Clark Ashton beamed at him when the command barrel squelched forward. “Frenchy told me to expect action when I rode with you,” he said. “He wasn’t blowing smoke, was he?”
“We aren’t here to give those butternut bastards a big kiss,” Morrell answered. “We’re here to blow ’em to hell and gone. And I aim to.”
His scratch force pushed in the Confederate pickets with the greatest of ease. Featherston’s men didn’t seem to dream that anybody could bring off an attack in weather like this. Some of them panicked when they found they were wrong.
Barrels loomed up out through the rain. Morrell called out targets. Clark Ashton hit one after another. Maybe Frenchy Bergeron had told him he’d better be a good gunner if he was going to get along with his new commander. Or maybe even the powers that be feared what Irving Morrell would say and do if they saddled him with a gunner who didn’t know his trade.
The Confederates fell back. Morrell started laughing fit to bust. The rain that had helped the CSA was helping him instead now. The enemy couldn’t tell how small his force really was. The way the U.S. barrels and soldiers pushed forward, they had plenty of weight behind them. They’d have to be nuts to push like that if they didn’t. Featherston’s men, sure they were sane, fell back. Irving Morrell, just as sure he wasn’t, laughed and laughed.
Carefully conned by a pilot who knew his way through the minefields, the Josephus Daniels came into New York harbor. Sailors stood at the rail admiring the tall buildings and boasting of the havoc they would wreak when they got liberty. Sam Carsten remembered leaves of his own when he was a rating, from Boston all the way to Honolulu.

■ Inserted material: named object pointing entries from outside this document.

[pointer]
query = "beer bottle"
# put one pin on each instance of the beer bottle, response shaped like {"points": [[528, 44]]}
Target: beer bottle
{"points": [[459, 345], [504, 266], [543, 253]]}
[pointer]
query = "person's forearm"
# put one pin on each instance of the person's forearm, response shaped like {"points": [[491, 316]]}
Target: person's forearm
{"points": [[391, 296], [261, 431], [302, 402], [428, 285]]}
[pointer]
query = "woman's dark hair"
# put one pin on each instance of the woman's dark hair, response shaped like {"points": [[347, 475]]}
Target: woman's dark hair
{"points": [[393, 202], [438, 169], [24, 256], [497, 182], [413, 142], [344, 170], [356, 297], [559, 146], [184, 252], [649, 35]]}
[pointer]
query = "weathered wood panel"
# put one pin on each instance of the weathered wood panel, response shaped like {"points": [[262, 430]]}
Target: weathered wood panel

He fondly recalled the lady-well, woman-he’d visited just before he first met George Enos, Jr. And wasn’t that a kick in the head? Funny the kid remembered it after all these years. Actually, Enos was no kid any more-he had to be past thirty. And how many miles have you got? Sam asked himself. Some questions were better left unanswered.
As usual, the pilot knew his business. A good thing, too, since in his line of work your first mistake was much too likely to be your last. Blowing a ship halfway to the moon would get you talked about, and not kindly, even if you lived through it.
“We have the first liberty party ready?” Sam asked Myron Zwilling as the ship approached its assigned quay.
“Yes, sir,” the executive officer answered. “All men with good disciplinary records.”
“That’s fine for the first party,” Sam said. “But I want everybody to be able to go ashore unless we get called back to sea sooner than I expect right now.”
“Yes, sir,” Zwilling repeated, but he didn’t sound happy about it. “Some of them don’t deserve the privilege, though.”
“Oh, come on,” Sam said. “Nobody’s knifed anybody, nobody’s slugged anybody, nobody’s got caught cooking hooch.” There was some illicit alcohol aboard the Josephus Daniels. There’d been some aboard every ship in which Carsten ever served. As long as the chiefs kept things within reasonable bounds, as long as nobody showed up at his battle station too toasted to do his job, the skipper was inclined to look the other way.
“No one’s been caught, no.” By the way the exec pursed his lips, he was inclined to act like a revenuer in the hills of West Virginia. Only Sam’s manifest unwillingness to let him held him back. “But I’m morally convinced there’s a still on this ship, and I’d like to get rid of it as soon as possible.”